Drawing on both human samples and murine models, the authors establish that autophagy—an essential cellular recycling pathway and a regulator of the inflammatory response of immune cells—is deficient in the CD4 T cells of patients with advanced fibrosis. To test the causal role of this defect, the team generated mice with a deletion of the ATG5 gene specifically in T cells, thereby abolishing autophagy. The chronic liver injury model relied on the administration of carbon tetrachloride (CCl4). Co-culture experiments between CD4 T cells and hepatic myofibroblasts, hepatocytes, or bone marrow–derived macrophages, complemented by transwell systems and neutralizing antibodies, made it possible to dissect the mediators involved.

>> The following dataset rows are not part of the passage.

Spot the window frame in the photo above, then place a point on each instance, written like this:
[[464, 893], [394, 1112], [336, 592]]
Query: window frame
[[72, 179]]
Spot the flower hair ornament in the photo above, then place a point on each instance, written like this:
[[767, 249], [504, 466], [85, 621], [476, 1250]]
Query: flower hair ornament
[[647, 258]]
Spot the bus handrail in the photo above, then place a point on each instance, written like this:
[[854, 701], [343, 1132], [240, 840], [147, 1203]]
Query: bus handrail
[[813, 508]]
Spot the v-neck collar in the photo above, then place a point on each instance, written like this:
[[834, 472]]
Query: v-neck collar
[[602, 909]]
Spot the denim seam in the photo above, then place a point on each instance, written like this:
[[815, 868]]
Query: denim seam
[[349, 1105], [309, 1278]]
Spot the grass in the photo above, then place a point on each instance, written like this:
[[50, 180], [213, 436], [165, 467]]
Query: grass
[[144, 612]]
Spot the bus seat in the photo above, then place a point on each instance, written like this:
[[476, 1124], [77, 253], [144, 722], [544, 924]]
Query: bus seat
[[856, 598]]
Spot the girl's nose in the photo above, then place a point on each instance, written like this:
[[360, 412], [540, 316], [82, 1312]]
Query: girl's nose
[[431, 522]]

The loss of autophagy promotes the emergence of pathogenic IL-17A⁺ IFN-γ⁺ Th17 cells that drive hepatic fibrosis in mice. Mechanistically, these autophagy-deprived hepatic CD4 T cells adopt a glycolytic Th17 phenotype associated with increased release of type 3 cytokines (IL-17A and GM-CSF), steering myofibroblasts, hepatocytes, and macrophages toward a pro-inflammatory profile. Conversely, the authors show that autophagy can be restored in the CD4 T cells of patients with extensive hepatic fibrosis, which reduces the frequency of pathogenic Th17 cells and GM-CSF levels. Moreover, limited fibrosis is observed in mice in which the Rubicon gene, a negative regulator of autophagy, is deleted specifically in T cells.

This work identifies CD4 T cell autophagy as a key therapeutic target for controlling inflammation-induced fibrosis in chronic liver injury.